Red Flags - What Should You be on the Lookout For?
It’s all very well lining up the questions and what to avoid when you’re on the actual date but there’s also plenty to be mindful of beforehand. You’ve swiped and connected. You’ve hauled your backside off the sofa to interact with an actual human being. It's a gamble of almighty proportions. Do you spin the wheel of relationship fortune or not? Well, you know that if you want a relationship you actually have to meet the person so let’s arm you with a few red flags that will propel you straight back onto the sofa.
- The chat is as dry as your mouth post a big night out. When you know you know. If the chat over text sucks then it sure as hell isn’t going to get any better in person. Go with your gut on this one. Vague lukewarm answers just aren't good enough. Don’t waste your time.
- They mess you around with when and where to meet up. Once a flake always a flake. You’re enjoying their chat, got weak at the knees when you saw their photo but you cannot pin them down to meeting up. Do you really think you’re going to be jumping under the sheets with someone who can’t even commit to a coffee? Stop dropping the hints, act disinterested and move on.
- You’ve had sexual innuendos from the word go. Ok here’s the thing. Sometimes chemistry is so strong and overpowering that the innuendos are unavoidable and you’ve got to just fly with the wind on this one. Wherever the sex-infused gale takes you, go with it. But! Sometimes it can just feel a bit presumptuous, a little bit pushy, a smidgen inappropriate. Do they really want to get to know you or do they just want to get in your undies? Maybe you just want them in your undies too. Weigh it up.
- Your mate has set you up and you feel obliged to follow through with the date to please them. Why bother? Seriously, why bother. If the chat isn’t free flowing, you’ve stalked their social media and aren’t going ‘phwoar’ and you’re just not ‘feeling it’ then be honest. It takes just one line to your mate “I’m sorry I’m just not interested” and then you can all move onwards and upwards. Remember to say thanks though, always a fuzzy feeling when your mate has your best interests - and libido - at heart.
- They open the conversation with “this isn’t something I usually do” or “I’m not sure what I’m looking for”. Oh right ok, now I feel really special! By stating their boundaries early doors they’ve already (wrongly) assumed you want to fall in love with them and spend the rest of your life with them on the first date. Telling someone before you’ve met them that they might not want to date you is about as sexy as Matt Hancock in a storage cupboard. You know what’s sexier? Netflix. In fact, anything on TV. Turn that TV on and stay home.
Dating is complex, so complex. When you find yourself single with 2 kids it’s even more complex! The thought of swiping right (or is it left?) is petrifying. I have no idea what the rules of engagement are, who is supposed to make what move and when and how I'm supposed to behave. I can give tips and tricks, steer you away from awkward questions, steer you towards less awkward questions. And, I hope you’ve found some of them just a little bit helpful.

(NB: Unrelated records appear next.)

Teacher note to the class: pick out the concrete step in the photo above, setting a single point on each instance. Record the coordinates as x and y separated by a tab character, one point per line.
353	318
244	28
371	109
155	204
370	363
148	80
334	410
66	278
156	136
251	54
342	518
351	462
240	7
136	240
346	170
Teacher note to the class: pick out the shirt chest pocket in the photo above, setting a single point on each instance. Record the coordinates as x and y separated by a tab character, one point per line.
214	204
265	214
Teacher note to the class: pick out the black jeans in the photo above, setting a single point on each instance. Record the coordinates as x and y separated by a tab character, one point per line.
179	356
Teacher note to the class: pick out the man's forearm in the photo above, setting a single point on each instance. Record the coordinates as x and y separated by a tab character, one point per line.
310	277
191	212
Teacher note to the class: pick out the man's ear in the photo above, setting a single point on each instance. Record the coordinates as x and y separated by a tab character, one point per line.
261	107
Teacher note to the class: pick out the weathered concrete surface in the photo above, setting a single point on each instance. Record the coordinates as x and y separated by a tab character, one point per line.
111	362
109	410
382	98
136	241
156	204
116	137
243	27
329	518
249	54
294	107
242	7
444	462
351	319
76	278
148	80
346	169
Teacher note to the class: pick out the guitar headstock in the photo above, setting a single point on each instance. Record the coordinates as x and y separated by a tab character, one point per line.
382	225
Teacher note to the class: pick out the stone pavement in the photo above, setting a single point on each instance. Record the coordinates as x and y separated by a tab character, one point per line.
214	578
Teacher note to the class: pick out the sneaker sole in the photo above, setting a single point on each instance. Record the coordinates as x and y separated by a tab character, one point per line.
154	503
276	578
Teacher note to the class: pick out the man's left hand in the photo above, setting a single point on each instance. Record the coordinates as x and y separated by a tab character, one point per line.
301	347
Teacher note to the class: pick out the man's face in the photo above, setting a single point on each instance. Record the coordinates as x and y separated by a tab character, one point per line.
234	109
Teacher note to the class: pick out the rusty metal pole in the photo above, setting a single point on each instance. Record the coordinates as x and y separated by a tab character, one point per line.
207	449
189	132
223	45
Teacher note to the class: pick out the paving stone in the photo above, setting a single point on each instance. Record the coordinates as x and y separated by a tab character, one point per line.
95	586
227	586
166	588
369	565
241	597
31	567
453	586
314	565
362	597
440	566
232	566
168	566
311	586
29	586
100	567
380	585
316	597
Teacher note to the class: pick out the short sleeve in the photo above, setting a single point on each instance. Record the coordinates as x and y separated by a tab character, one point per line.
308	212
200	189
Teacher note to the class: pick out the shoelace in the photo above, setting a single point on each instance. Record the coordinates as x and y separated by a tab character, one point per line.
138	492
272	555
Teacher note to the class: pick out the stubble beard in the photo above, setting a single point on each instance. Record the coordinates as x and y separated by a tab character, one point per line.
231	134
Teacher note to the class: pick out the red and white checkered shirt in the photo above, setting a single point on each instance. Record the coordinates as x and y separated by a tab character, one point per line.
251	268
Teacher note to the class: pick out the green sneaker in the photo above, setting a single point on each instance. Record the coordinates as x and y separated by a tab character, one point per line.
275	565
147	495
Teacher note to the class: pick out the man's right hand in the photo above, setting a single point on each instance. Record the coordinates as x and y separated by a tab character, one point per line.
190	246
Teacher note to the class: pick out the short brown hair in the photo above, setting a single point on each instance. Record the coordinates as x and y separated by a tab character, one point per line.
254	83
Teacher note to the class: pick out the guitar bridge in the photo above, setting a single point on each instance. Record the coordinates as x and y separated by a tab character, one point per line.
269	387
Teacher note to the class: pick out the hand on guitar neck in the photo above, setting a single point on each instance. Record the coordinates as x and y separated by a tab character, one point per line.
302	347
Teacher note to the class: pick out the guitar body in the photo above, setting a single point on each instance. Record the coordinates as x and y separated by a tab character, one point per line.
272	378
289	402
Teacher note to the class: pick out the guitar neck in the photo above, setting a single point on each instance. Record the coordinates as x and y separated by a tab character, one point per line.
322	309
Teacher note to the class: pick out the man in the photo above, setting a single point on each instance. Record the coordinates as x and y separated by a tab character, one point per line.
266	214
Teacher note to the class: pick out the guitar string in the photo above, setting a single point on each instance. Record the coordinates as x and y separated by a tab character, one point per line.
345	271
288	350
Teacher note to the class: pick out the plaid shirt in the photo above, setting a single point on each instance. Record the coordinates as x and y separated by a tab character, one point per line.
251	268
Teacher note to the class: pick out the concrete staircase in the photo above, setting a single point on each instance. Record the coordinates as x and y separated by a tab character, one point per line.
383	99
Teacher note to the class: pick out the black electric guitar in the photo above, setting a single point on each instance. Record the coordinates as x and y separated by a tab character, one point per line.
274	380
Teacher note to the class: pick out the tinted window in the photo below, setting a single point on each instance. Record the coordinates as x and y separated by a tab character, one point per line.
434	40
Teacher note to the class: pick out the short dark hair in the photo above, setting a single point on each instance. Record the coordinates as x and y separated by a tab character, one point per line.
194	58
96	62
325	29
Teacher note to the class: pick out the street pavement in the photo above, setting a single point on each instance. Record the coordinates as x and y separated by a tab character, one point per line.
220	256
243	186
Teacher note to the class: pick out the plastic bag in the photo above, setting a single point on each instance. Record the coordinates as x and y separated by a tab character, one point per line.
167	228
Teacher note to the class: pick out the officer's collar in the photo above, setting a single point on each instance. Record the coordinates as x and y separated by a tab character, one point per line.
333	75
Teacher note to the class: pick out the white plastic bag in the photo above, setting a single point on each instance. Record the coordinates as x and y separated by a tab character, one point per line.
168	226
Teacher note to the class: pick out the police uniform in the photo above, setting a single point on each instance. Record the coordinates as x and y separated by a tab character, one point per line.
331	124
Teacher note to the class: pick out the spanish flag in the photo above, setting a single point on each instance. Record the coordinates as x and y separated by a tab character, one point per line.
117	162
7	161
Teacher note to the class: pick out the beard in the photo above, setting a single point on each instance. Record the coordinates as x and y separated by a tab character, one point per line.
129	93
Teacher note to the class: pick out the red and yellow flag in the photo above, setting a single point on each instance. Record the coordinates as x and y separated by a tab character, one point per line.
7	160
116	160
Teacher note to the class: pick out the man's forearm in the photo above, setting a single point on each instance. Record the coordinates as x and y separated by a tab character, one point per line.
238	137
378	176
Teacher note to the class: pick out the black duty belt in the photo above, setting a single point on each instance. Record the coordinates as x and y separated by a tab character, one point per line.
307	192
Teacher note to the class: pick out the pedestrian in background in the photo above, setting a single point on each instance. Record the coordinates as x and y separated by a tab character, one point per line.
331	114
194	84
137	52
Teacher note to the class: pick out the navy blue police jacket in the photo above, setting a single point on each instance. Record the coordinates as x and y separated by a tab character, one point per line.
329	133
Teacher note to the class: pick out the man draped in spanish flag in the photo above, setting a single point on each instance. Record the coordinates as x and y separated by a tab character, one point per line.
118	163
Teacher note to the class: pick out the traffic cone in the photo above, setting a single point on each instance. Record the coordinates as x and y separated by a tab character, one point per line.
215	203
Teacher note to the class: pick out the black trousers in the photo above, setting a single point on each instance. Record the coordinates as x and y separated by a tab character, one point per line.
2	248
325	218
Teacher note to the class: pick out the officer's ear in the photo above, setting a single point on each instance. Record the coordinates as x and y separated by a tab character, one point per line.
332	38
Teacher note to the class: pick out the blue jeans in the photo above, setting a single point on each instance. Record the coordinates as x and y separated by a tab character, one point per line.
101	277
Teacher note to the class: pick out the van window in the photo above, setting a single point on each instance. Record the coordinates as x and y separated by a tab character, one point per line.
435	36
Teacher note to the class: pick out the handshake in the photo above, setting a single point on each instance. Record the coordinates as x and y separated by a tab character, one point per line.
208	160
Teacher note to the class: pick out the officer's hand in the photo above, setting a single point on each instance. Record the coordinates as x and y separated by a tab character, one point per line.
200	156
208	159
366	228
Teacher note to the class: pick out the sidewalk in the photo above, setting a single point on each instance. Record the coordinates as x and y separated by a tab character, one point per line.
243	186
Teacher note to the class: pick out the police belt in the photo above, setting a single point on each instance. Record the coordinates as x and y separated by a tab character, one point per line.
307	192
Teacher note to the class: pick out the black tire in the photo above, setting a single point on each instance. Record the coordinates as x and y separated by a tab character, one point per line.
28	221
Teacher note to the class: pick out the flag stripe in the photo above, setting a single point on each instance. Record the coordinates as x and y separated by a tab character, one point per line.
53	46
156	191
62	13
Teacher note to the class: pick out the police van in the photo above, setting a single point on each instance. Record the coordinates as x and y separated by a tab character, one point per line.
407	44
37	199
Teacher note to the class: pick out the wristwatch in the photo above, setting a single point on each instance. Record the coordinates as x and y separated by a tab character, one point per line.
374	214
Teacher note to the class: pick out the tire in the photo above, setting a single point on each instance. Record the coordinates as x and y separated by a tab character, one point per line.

But surely all this comes down to common sense and intuition? Surely we’re all allowed to go with our gut, go with the flow, walk the lines of respectfulness whilst responding to chemistry (or not as the case maybe)? So from someone considering dipping their ageing toe into the world of dating, I’d say this.
Be you. Be authentically and 100% you. Anything that makes you feel short of that leave it be. Be bold, be fearless. Be you.